Q4 specialty chemicals EBITDA stood at Rs. 39 crores, against Rs. 46 crores in Q4 of the last fiscal — a 16% reduction — and Rs. 50 crores in the previous quarter, a 22% reduction. The annual EBITDA for specialty chemicals stood at Rs. 177 crores against Rs. 189 crores in the last fiscal, a de-growth of 6.5%. Specialty margins clocked at 30%, a contraction of 6% over the last fiscal. Despite volume increases in both C-PVC and SIOP, a significant reduction in net realization by 22% in C-PVC with no commensurate reduction in PVC input prices resulted in PVC–C-PVC spread contraction.
| Segment: |
Annual EBITDA FY26 |
Annual EBITDA FY25 |
EBITDA Margin FY26 |
| Specialty Chemicals: |
Rs. 177 crores |
Rs. 189 crores |
30% |
| Basic Chemicals: |
Rs. 54 crores |
Rs. 19 crores |
3.5% |
| Total Company: |
Rs. 240 crores |
Rs. 216 crores |
11.2% |
Operational Highlights and Capacity Utilization
FY26 was a record year from a volume perspective, with the company achieving its highest-ever sales volumes in C-PVC, Synthetic Iron Oxide Pigment (SIOP), and Synthetic Rutile. Production and sales volumes across all product segments increased on a year-on-year basis, except PVC, where higher volumes were utilized for captive consumption to support C-PVC production. During the year, DCW added 30,000 tons of capacity to its earlier 20,000-ton C-PVC base, taking total annual capacity to 50,000 tons; the expansion was commissioned on time and within budget. The final 10,000 tons was completed towards end of March. Annual production for C-PVC recorded a 60% increase in volumes and synthetic rutile recorded a 20% increase. Soda ash production for Q4 also recorded the highest number in the past 11 quarters.

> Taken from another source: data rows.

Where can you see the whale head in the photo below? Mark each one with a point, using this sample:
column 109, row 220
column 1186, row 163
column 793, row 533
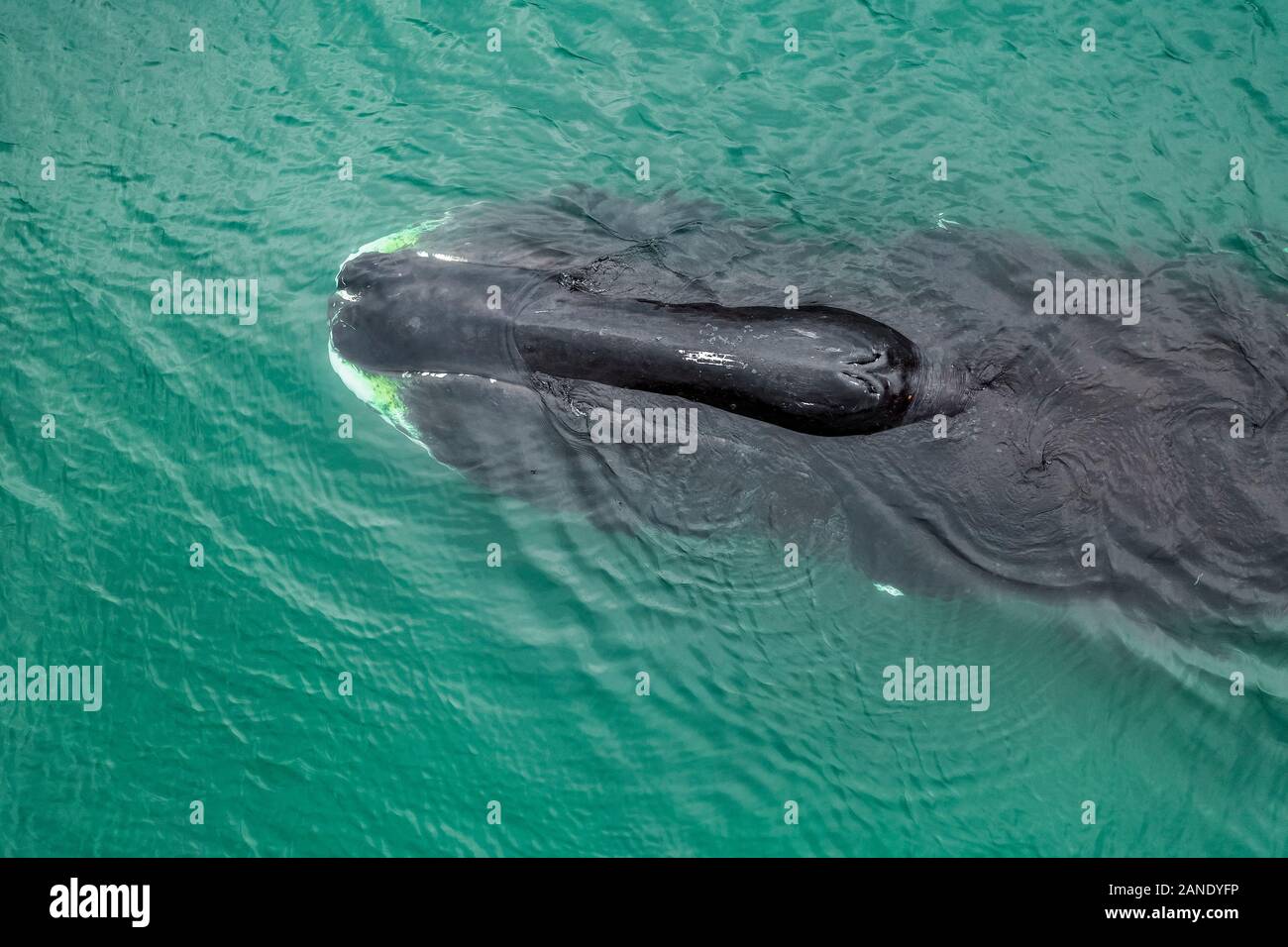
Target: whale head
column 408, row 317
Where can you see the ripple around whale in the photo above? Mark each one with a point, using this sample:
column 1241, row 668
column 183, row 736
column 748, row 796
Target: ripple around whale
column 1089, row 431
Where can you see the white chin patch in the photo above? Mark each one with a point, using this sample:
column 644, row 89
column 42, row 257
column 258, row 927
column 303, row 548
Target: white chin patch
column 353, row 379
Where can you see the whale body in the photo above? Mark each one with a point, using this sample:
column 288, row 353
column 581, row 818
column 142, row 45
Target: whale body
column 913, row 414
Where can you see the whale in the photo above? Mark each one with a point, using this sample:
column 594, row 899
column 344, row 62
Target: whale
column 812, row 368
column 913, row 414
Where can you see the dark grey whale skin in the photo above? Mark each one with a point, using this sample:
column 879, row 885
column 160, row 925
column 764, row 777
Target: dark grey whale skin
column 815, row 368
column 1078, row 431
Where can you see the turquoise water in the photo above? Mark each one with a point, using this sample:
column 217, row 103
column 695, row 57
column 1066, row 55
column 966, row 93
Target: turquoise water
column 327, row 556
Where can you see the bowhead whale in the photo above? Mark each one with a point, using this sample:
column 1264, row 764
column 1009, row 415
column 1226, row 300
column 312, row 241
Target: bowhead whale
column 913, row 412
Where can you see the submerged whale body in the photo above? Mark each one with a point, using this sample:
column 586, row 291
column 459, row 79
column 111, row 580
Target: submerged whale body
column 948, row 440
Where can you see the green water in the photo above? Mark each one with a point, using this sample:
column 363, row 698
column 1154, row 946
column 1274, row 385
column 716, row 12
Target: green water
column 327, row 556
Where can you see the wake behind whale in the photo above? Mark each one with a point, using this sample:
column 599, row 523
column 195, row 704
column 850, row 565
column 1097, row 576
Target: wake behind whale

Capacity utilization for key products in Q4 FY26 was robust, with C-PVC at 100%, SIOP at 83%, and PVC at 101%. For the full year FY26, capacity utilization was C-PVC at 102%, SIOP at 83%, and PVC at 100%. The company's renewable energy project was commissioned during the year, with estimated power cost savings of around Rs. 23–24 crores, and early results from AI-based process optimization piloted at the soda ash plant in partnership with a Netherlands-based technology company were described as encouraging.
| Product: |
Q4 FY26 Utilization |
FY26 Full Year Utilization |
| C-PVC: |
100% |
102% |
| SIOP: |
83% |
83% |
| PVC: |
101% |
100% |
Balance Sheet and Debt Position
The company repaid Rs. 145 crores of long-term debt during the year and ended FY26 with a net debt-to-EBITDA at 0.3x. Closing gross debt stood at Rs. 276 crores versus Rs. 426 crores a year back — a reduction of Rs. 150 crores due to scheduled term loan repayments. The company did not avail any additional term borrowings during the year, with debt levels at a multi-year low. A healthy cash position including bank FDs was maintained at Rs. 204 crores, resulting in a closing net debt of only Rs. 71 crores. Annual finance cost stood at Rs. 62 crores, down from Rs. 67 crores in the last fiscal, a reduction of 7.5%. Management indicated that scheduled debt repayment for FY27 is Rs. 130 crores, which would make the company net cash positive.
| Balance Sheet Metric: |
FY26 |
FY25 |
| Gross Debt: |
Rs. 276 crores |
Rs. 426 crores |
| Cash & Bank FDs: |
Rs. 204 crores |
— |
| Net Debt: |
Rs. 71 crores |
— |
| Net Debt-to-EBITDA: |
0.3x |
— |
| Annual Finance Cost: |
Rs. 62 crores |
Rs. 67 crores |
Management Commentary and Outlook
DCW President Saatvik Jain noted that FY26 performance was achieved despite net realizations declining across the entire product range with the exception of pigments, and that C-PVC realizations alone corrected by more than 20% during the year. Profitability improvement was driven by higher volumes, better operating discipline, improved utilization, a stronger specialty contribution, and a leaner balance sheet. CFO Pradipto Mukherjee highlighted that caustic soda realizations in Q4 were around $350, improving to north of $400 in Q1, while soda ash import prices are currently in the vicinity of about $250. Management noted that PVC–C-PVC spreads have improved back to pre-war levels following a spike in PVC prices in March. On future capital allocation, management stated that commodity-side capex would be directed towards efficiency improvements rather than volume growth, while growth capex would predominantly target specialty or niche segments with related chemistries, with formal announcements pending resolution of current geopolitical uncertainties.
Dividend and Corporate Actions
The Board of Directors recommended a final dividend of Rs. 0.20/- (Rupees Twenty Paise only), representing 10% on the face value of Rs. 2/- per equity share, for the financial year ended March 31, 2026, subject to shareholder approval at the ensuing Annual General Meeting. The Board also approved the re-appointments of M/s. PKF Sridhar & Santhanam LLP, Chartered Accountants, as Internal Auditors, M/s. R. Nanabhoy and Co., Mumbai, and M/s. N. D. Birla and Co., Ahmedabad, as Cost Auditors, all for FY 2026-27.